2015 yılındaki belirsizlik ortamı, şirketlerin ödeme gücüne
ve tahsilatlara da yansıdı. Vadeler uzarken karşılıksız çek ve senetlerde artış
gözleniyor. Protesto edilen senet tutarında ise 2014’e göre yüzde 19’luk artış
var. Bu artışlarda hem iç piyasadaki belirsizlik hem dış konjonktür etkili.
Örneğin son yaşanan uçak krizi, özellikle Rusya ile iş yapan şirketleri alım
sıkıntısına sokmuş durumda.
Peki en çok hangi ölçekteki şirketler ödeme sıkıntısı yaşıyor?

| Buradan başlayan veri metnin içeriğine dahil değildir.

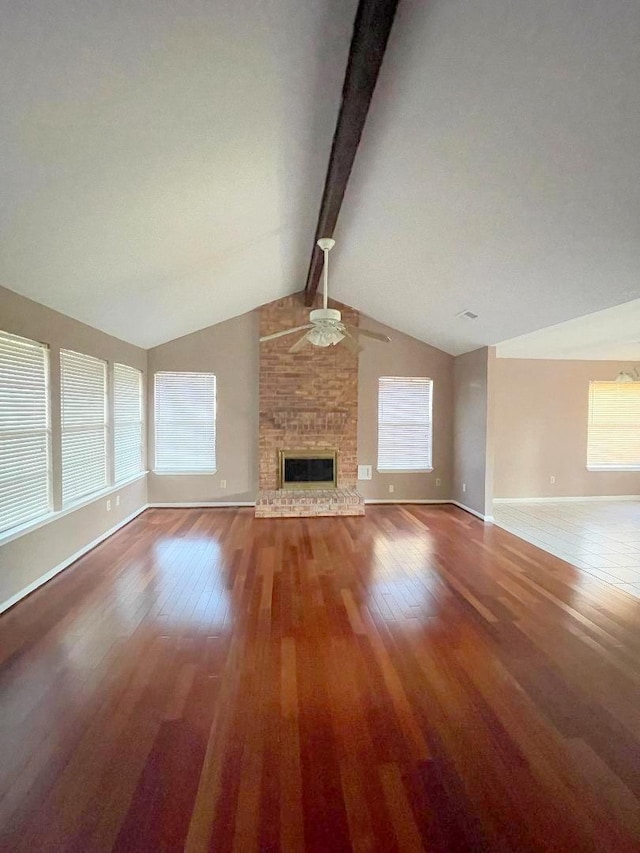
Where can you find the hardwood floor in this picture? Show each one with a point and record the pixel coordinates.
(409, 680)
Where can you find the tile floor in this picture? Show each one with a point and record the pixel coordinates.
(600, 537)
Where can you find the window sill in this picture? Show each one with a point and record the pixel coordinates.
(404, 470)
(613, 468)
(165, 473)
(41, 521)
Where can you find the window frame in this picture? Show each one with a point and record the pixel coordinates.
(428, 424)
(106, 425)
(112, 462)
(25, 523)
(187, 472)
(603, 466)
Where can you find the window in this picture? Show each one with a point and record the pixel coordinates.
(404, 423)
(83, 392)
(25, 471)
(127, 422)
(614, 426)
(185, 422)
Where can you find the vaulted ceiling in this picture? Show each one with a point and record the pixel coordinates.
(161, 163)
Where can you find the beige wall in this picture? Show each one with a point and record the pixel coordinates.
(230, 350)
(541, 410)
(404, 356)
(473, 430)
(24, 560)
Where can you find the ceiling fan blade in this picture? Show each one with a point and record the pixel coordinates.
(377, 336)
(350, 342)
(285, 332)
(299, 344)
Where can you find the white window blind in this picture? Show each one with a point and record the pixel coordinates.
(185, 422)
(25, 473)
(404, 423)
(614, 426)
(127, 423)
(83, 393)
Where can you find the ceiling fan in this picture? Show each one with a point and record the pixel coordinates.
(325, 326)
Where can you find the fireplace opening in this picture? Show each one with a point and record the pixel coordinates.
(307, 469)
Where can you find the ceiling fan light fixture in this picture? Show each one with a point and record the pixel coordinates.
(625, 376)
(324, 336)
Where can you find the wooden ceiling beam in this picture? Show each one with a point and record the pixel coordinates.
(371, 29)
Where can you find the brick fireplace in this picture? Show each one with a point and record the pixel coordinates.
(308, 402)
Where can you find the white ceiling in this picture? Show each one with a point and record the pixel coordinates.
(499, 170)
(161, 163)
(612, 334)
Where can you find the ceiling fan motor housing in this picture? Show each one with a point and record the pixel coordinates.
(323, 315)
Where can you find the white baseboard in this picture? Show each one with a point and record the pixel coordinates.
(487, 518)
(196, 504)
(65, 563)
(574, 499)
(406, 501)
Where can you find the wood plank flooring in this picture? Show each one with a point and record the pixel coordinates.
(409, 680)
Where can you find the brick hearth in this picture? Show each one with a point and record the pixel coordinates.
(308, 503)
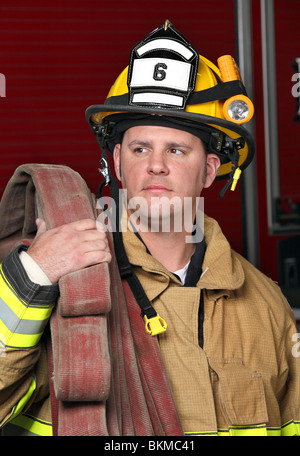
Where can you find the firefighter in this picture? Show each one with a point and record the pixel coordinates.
(173, 122)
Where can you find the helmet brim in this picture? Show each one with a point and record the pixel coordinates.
(230, 128)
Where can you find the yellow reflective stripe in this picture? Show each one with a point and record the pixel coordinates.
(199, 434)
(33, 425)
(17, 341)
(248, 431)
(292, 428)
(21, 325)
(22, 402)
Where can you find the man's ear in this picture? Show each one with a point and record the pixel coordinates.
(213, 163)
(117, 160)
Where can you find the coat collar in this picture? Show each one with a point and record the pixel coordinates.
(222, 270)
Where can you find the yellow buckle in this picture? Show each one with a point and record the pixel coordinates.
(236, 177)
(155, 325)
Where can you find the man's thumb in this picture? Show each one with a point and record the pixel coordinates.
(41, 226)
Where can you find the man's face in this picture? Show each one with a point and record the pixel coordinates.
(162, 163)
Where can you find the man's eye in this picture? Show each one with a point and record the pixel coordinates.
(140, 150)
(176, 152)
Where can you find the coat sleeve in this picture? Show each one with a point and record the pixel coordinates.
(25, 308)
(290, 403)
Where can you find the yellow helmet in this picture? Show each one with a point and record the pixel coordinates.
(168, 83)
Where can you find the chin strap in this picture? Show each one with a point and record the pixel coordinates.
(154, 324)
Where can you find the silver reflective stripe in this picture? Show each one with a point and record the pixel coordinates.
(17, 325)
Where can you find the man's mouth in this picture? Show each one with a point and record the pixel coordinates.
(156, 188)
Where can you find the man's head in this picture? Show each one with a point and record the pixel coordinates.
(168, 81)
(163, 171)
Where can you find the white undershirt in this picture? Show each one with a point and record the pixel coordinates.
(181, 273)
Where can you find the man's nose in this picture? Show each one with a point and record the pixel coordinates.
(157, 163)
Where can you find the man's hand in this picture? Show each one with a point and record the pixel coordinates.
(69, 248)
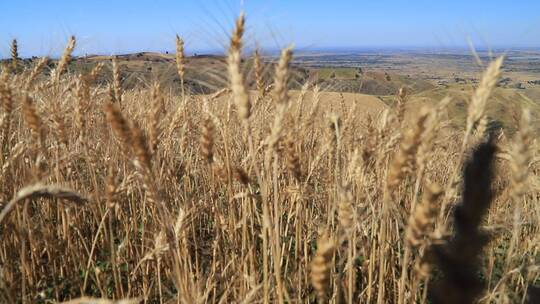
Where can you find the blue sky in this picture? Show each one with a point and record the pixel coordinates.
(117, 26)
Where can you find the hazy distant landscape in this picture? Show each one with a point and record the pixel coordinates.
(253, 174)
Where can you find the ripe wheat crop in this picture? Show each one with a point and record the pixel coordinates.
(256, 193)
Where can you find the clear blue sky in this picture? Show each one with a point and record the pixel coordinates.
(116, 26)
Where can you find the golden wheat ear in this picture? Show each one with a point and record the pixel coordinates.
(321, 267)
(45, 191)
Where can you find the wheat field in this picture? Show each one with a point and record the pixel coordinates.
(257, 194)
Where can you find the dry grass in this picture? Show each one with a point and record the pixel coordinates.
(250, 197)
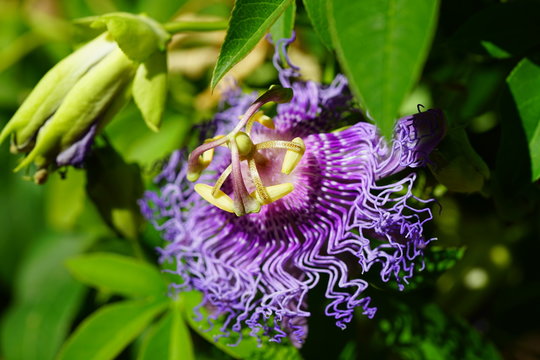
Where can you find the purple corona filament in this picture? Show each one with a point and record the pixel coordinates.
(255, 256)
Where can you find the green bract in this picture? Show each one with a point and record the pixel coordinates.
(58, 121)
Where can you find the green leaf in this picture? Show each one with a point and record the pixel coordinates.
(250, 20)
(247, 348)
(483, 33)
(168, 339)
(382, 46)
(105, 333)
(456, 164)
(137, 35)
(46, 301)
(284, 25)
(161, 10)
(114, 187)
(424, 331)
(150, 89)
(524, 84)
(318, 14)
(119, 274)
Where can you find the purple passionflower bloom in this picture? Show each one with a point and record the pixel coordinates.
(296, 205)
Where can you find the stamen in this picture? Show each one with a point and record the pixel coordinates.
(261, 119)
(242, 148)
(275, 192)
(217, 198)
(244, 143)
(222, 179)
(292, 157)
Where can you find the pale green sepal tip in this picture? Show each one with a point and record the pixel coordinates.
(48, 94)
(150, 89)
(193, 176)
(138, 36)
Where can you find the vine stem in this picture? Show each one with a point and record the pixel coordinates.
(176, 27)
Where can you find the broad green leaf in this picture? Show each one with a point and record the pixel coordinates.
(524, 84)
(483, 33)
(150, 89)
(46, 300)
(247, 348)
(119, 274)
(169, 339)
(457, 165)
(284, 25)
(318, 14)
(382, 46)
(105, 333)
(137, 35)
(115, 186)
(143, 146)
(161, 10)
(250, 20)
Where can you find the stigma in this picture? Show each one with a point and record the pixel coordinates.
(250, 166)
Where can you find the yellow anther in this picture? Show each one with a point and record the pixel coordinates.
(261, 119)
(244, 143)
(217, 137)
(275, 192)
(221, 200)
(193, 176)
(202, 163)
(264, 120)
(206, 158)
(292, 157)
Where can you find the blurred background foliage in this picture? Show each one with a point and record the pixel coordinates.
(478, 296)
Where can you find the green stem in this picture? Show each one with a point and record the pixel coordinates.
(184, 26)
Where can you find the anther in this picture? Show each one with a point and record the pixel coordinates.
(275, 192)
(220, 199)
(262, 119)
(293, 157)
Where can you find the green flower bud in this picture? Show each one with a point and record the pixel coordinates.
(57, 123)
(49, 93)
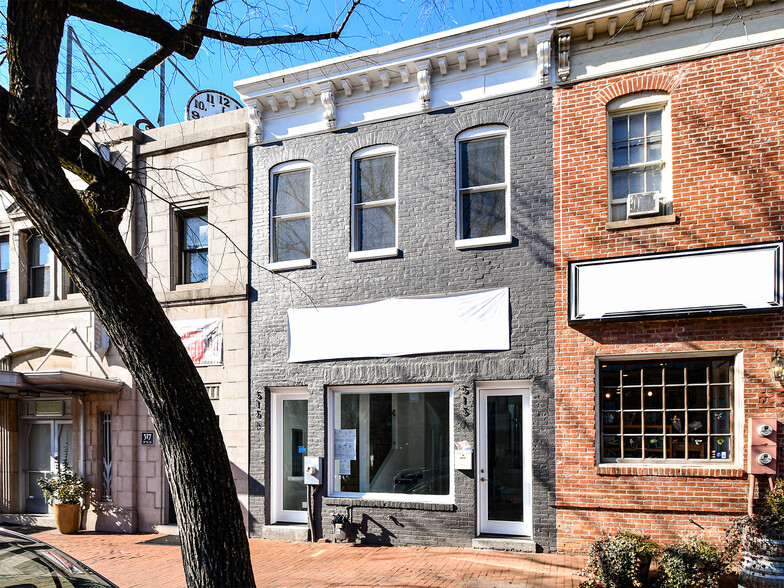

Bu sorun daha çok hangi sektörlerde kendini gösteriyor? Daha da önemlisi şirketler,
bu darboğazı aşmak için nasıl yollar izliyor? Konuyla ilgili tüm merak
edilenleri, İstanbul Ticaret Odası (İTO) Başkanı İbrahim Çağlar’a sorduk…
1. Son dönemde iş dünyasının yaşadığı zorluklar neler? Ödemelerde nasıl
sıkıntılar var?
Küresel
ekonomi yeni bir dönemece girdi. Oynaklığı artan döviz kurları, düşen petrol
fiyatları ve Ortadoğu’daki karışıklıklarla birlikte dış pazarlarda rekabet
arttı. İçeride ise ardı ardına gelen seçim süreçleri ve terör olayları yaşandı. Tabii bu belirsizlikler, ekonomiyi konjonktürel olarak etkiledi. İş dünyası her zaman netlikten
beslenir. Özellikle 1 Kasım’a kadar geçen süreçte bu etkiyi yakından hissettik.
Herkes ödemelerini, yatırım kararlarını seçim sonrasına ertelemişti. Ancak 2
Kasım’da net siyasi tabloyla iç piyasada hissedilir bir canlanma yaşadık. Bugün
çok daha ılımlı bir hava mevcut. Ancak yine de ödemelerde, vadelerde sıkıntı
gözlenebiliyor.
2. Ödeme ve tahsilat sıkıntıları daha çok hangi ölçekteki şirketlerde
gözleniyor? Neden?
Küçük ölçekli mikro işletmelerimizde ödeme güçlüğü
daha fazla görülebiliyor. Çünkü bu işletmelerimiz kredi olanaklarına kolay
erişemiyor. Ülkemizdeki bankalar, teminat ağırlıklı bir kredilendirme sistemine
sahip. Bu durumda mikro işletmelerin beklediği ödemelerde bir aksaklık olunca
bu zincirleme olarak tüm ticari faaliyetine etki edebiliyor.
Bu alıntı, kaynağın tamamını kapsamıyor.